A hammertoe is a deformity in the foot, causing the second, third, or fourth toe to be permanently bent in the middle joint, causing the toe to resemble a hammer (hence, its name!) or a claw. They
are most commonly found in women who wear narrow shoes, such as high heels, that cause the toes to bend unnaturally for extended periods of time. A hammertoes
may be difficult or painful to move, and the skin may become callused from rubbing against the inside
of the shoe. In fact, there are two types of hammertoe: flexible and rigid. Flexible hammertoes can still move at the joint and are indicative of an earlier, milder form of the problem. Rigid
hammertoes occur when the tendon no longer moves, and at this stage, surgery is usually necessary to fix the problem.
Hammer toe is most often caused by wearing compressive shoes. It might also be caused by the pressure from a bunion. A bunion is a corn on the top of a toe and a callus on the sole of the foot
develop which makes walking painful. A high foot arch may also develop.

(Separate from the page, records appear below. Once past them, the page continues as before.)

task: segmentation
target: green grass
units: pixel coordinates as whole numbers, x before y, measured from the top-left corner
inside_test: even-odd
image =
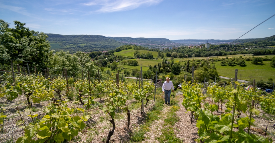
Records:
[[[131,134],[130,142],[140,142],[144,140],[146,138],[145,135],[146,132],[150,131],[150,128],[153,122],[154,121],[160,119],[160,111],[162,110],[164,106],[161,100],[158,100],[157,99],[155,103],[156,104],[153,107],[153,110],[146,114],[145,123],[141,125],[139,128],[134,130]]]
[[[62,48],[63,47],[59,45],[59,43],[50,43],[50,44],[51,45],[51,49],[58,49],[59,48]]]
[[[176,137],[174,131],[175,130],[178,132],[180,131],[174,127],[176,123],[180,120],[179,117],[177,116],[175,113],[180,108],[178,105],[170,107],[170,111],[166,115],[166,118],[164,120],[164,124],[161,129],[162,134],[156,138],[160,142],[183,142],[183,140]]]
[[[121,55],[121,56],[126,56],[127,57],[133,57],[134,53],[135,51],[135,50],[132,49],[128,49],[127,50],[123,50],[121,51],[118,52],[115,52],[114,54],[115,55]],[[154,51],[150,51],[146,50],[139,50],[140,53],[141,54],[142,53],[147,53],[148,52],[152,53],[153,56],[154,57],[158,57],[158,52]]]
[[[275,79],[275,68],[269,64],[270,61],[263,61],[263,63],[254,64],[251,61],[245,61],[246,66],[241,66],[235,65],[229,66],[221,65],[221,61],[213,63],[217,69],[219,74],[221,76],[230,78],[235,76],[235,69],[238,69],[238,79],[249,81],[255,79],[256,81],[262,80],[268,81],[268,79],[272,78]],[[212,64],[211,63],[211,65]]]

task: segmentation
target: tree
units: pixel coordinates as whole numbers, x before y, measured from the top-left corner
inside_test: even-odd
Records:
[[[189,72],[190,70],[190,67],[189,65],[189,60],[187,61],[187,63],[186,64],[186,72]]]
[[[152,70],[152,66],[151,65],[149,65],[149,70]]]
[[[15,26],[11,28],[10,23],[0,19],[1,57],[22,61],[21,63],[25,67],[28,62],[35,63],[28,63],[31,71],[34,65],[37,68],[49,67],[49,58],[52,56],[52,52],[50,50],[50,43],[46,39],[48,36],[43,32],[25,27],[25,23],[18,21],[13,22]],[[0,61],[5,61],[3,59]],[[9,61],[8,59],[4,59]]]
[[[166,53],[166,57],[171,57],[171,53],[170,52],[167,52]]]
[[[132,66],[137,66],[138,65],[138,63],[137,61],[133,60],[129,60],[127,61],[128,65]]]
[[[254,57],[251,63],[263,63],[263,58],[262,57]]]
[[[118,64],[115,61],[114,61],[110,65],[110,67],[111,68],[111,70],[114,70],[117,67],[117,65]]]
[[[75,55],[78,57],[78,62],[83,69],[85,67],[85,64],[91,61],[91,58],[84,52],[78,51],[75,53]]]
[[[273,57],[270,62],[270,65],[272,67],[275,67],[275,57]]]
[[[117,47],[117,49],[115,49],[115,51],[116,52],[118,52],[121,51],[121,48],[120,48],[120,47]]]
[[[140,57],[140,53],[137,50],[136,50],[134,53],[134,57]]]
[[[246,64],[245,63],[245,62],[244,61],[244,60],[243,59],[241,59],[239,60],[239,61],[238,61],[238,62],[237,63],[237,64],[240,66],[243,66],[245,65]]]
[[[226,61],[229,65],[232,65],[235,64],[234,61],[231,60],[231,59],[227,59]]]
[[[146,57],[148,59],[152,59],[154,57],[153,56],[153,54],[152,53],[148,52],[146,54]]]
[[[178,57],[178,53],[175,52],[173,52],[171,54],[171,57],[176,58],[177,57]]]
[[[174,74],[178,75],[180,72],[181,70],[181,66],[179,63],[176,63],[171,67],[171,72]]]
[[[270,82],[272,82],[272,81],[273,81],[273,79],[272,79],[272,78],[268,78],[267,79],[267,80],[268,80],[268,81],[269,81]]]
[[[226,65],[226,62],[224,61],[222,61],[221,62],[221,65],[223,66]]]
[[[180,59],[183,57],[183,54],[182,53],[179,53],[178,54],[178,57],[180,58]]]

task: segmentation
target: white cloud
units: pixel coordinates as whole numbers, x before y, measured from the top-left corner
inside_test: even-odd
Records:
[[[27,11],[25,10],[25,9],[23,7],[7,5],[0,3],[0,8],[9,9],[28,16],[34,16],[33,15],[28,12]]]
[[[41,27],[41,25],[39,24],[27,24],[26,25],[26,27],[32,28],[39,29]]]
[[[101,13],[131,10],[143,5],[148,6],[157,4],[162,0],[95,0],[82,4],[87,6],[101,6],[101,7],[99,9],[91,11],[90,13]]]

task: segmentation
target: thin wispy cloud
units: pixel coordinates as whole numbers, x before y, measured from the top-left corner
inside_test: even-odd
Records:
[[[26,27],[31,28],[38,29],[40,28],[41,25],[36,24],[27,24],[26,25]]]
[[[6,9],[15,12],[29,16],[33,16],[33,15],[29,13],[23,7],[11,5],[8,5],[0,3],[0,8]]]
[[[95,0],[82,4],[85,5],[99,6],[99,9],[91,11],[90,13],[111,12],[131,10],[142,5],[148,6],[159,3],[162,0]]]

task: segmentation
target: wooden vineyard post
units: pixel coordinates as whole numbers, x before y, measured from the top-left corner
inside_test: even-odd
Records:
[[[64,71],[65,71],[65,78],[66,79],[66,82],[67,83],[67,92],[68,93],[69,91],[69,83],[68,82],[68,75],[67,73],[67,69],[64,69]]]
[[[90,71],[88,71],[88,78],[89,79],[89,96],[91,96],[91,80],[90,80]],[[91,99],[92,99],[91,97]]]
[[[255,80],[253,80],[253,90],[255,90]],[[254,100],[252,100],[252,107],[254,107]]]
[[[90,71],[88,71],[88,79],[89,80],[89,96],[88,96],[88,110],[90,108],[90,102],[89,101],[90,96],[91,96],[91,83],[90,80]],[[92,97],[91,97],[91,98]]]
[[[140,67],[140,78],[141,78],[141,88],[143,88],[143,77],[142,77],[142,67]],[[144,112],[144,104],[143,100],[144,99],[142,98],[142,113]]]
[[[18,71],[17,74],[20,74],[20,67],[19,67],[19,65],[18,64],[17,64],[17,71]]]
[[[128,109],[128,105],[127,105],[127,126],[129,128],[129,126],[130,126],[130,110],[129,109]]]
[[[138,86],[138,88],[140,88],[140,84]]]
[[[117,88],[119,88],[119,71],[118,70],[117,70]]]
[[[44,72],[45,72],[45,79],[48,78],[47,77],[47,71],[46,71],[46,69],[44,69]]]
[[[82,71],[82,83],[83,83],[83,71]]]
[[[25,67],[23,67],[23,72],[24,72],[24,75],[26,75],[26,71],[25,70]]]
[[[185,84],[186,84],[186,83],[187,83],[187,82],[186,81],[186,76],[187,76],[185,75],[185,76],[184,76],[184,78],[185,78]]]
[[[99,70],[97,69],[98,76],[98,81],[100,82],[100,79],[99,79]]]
[[[28,74],[30,75],[30,68],[29,68],[29,64],[27,63],[27,67],[28,68]]]
[[[237,77],[238,76],[238,69],[236,69],[235,70],[235,81],[237,81]],[[232,81],[232,79],[231,79]],[[234,89],[236,90],[237,88],[237,85],[235,84],[235,86],[234,86]],[[234,97],[235,98],[236,98],[236,94],[234,94]],[[233,130],[233,123],[234,122],[234,118],[235,117],[235,106],[236,106],[236,101],[235,101],[234,102],[234,105],[233,106],[233,116],[232,116],[232,121],[231,122],[231,132],[230,132],[230,136],[229,138],[229,142],[231,142],[231,140],[232,139],[232,131]],[[250,123],[249,126],[250,126]],[[248,134],[249,134],[249,127],[248,127]]]
[[[67,69],[66,69],[66,72],[67,72]],[[49,73],[49,68],[48,68],[48,67],[47,67],[47,74],[48,75],[48,77],[50,77],[50,74]]]
[[[13,65],[12,63],[12,60],[11,60],[11,72],[12,72],[12,80],[13,82],[15,82],[14,79],[14,72],[13,72]]]
[[[152,83],[153,83],[153,75],[151,75],[151,82]]]
[[[273,86],[272,87],[272,90],[273,90],[273,92],[274,92],[274,83],[273,83]]]
[[[157,88],[157,78],[158,78],[157,77],[158,71],[157,71],[156,74],[156,84],[155,84],[155,96],[154,96],[154,101],[156,101],[156,90]]]
[[[205,80],[206,79],[206,78],[204,78],[204,84],[203,85],[203,88],[205,88]]]
[[[192,84],[194,82],[194,66],[192,67]]]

A toe stuck in an upside-down "V" is probably a hammertoe. Some symptoms are, pain at the top of the bent toe when putting on a shoe. Corns forming on the top of the toe joint. The toe joint swelling
and taking on an angry red colour. Difficulty in moving the toe joint and pain when you try to so. Pain on the ball of the foot under the bent toe. Seek medical advice if your feet regularly hurt,
you should see a doctor or podiatrist. If you have a hammertoe, you probably need medical attention. Ask your doctor for a referral to a podiatrist or foot surgeon. Act now, before the problem gets
The treatment options vary with the type and severity of each hammer toe, although identifying the deformity early in its development is important to avoid surgery. Your podiatric physician will
examine and X-ray the affected area and recommend a treatment plan specific to your condition.
Non Surgical Treatment
Treatment for a hammertoe usually depends on the stage of the hammertoe and the cause of the condition. If your toe is still bendable, your doctor may suggest conservative care-relieving pressure
with padding and strapping, or proper shoes that have a deep toe box and are of hammertoes
adequate length and width. Early intervention can often prevent
the need for surgery.
Surgical correction is necessary in more severe cases and may consist of removing a bone spur (exostectomy) removing the enlarged bone and straightening the toe (arthroplasty), sometimes with
internal fixation using a pin to realign the toe; shortening a long metatarsal bone (osteotomy) fusing the toe joint and then straightening the toe (arthrodesis) or simple tendon lengthening and
capsule release in milder, flexible hammertoes (tenotomy and capsulotomy). The procedure chosen depends in part on how flexible the hammertoe is.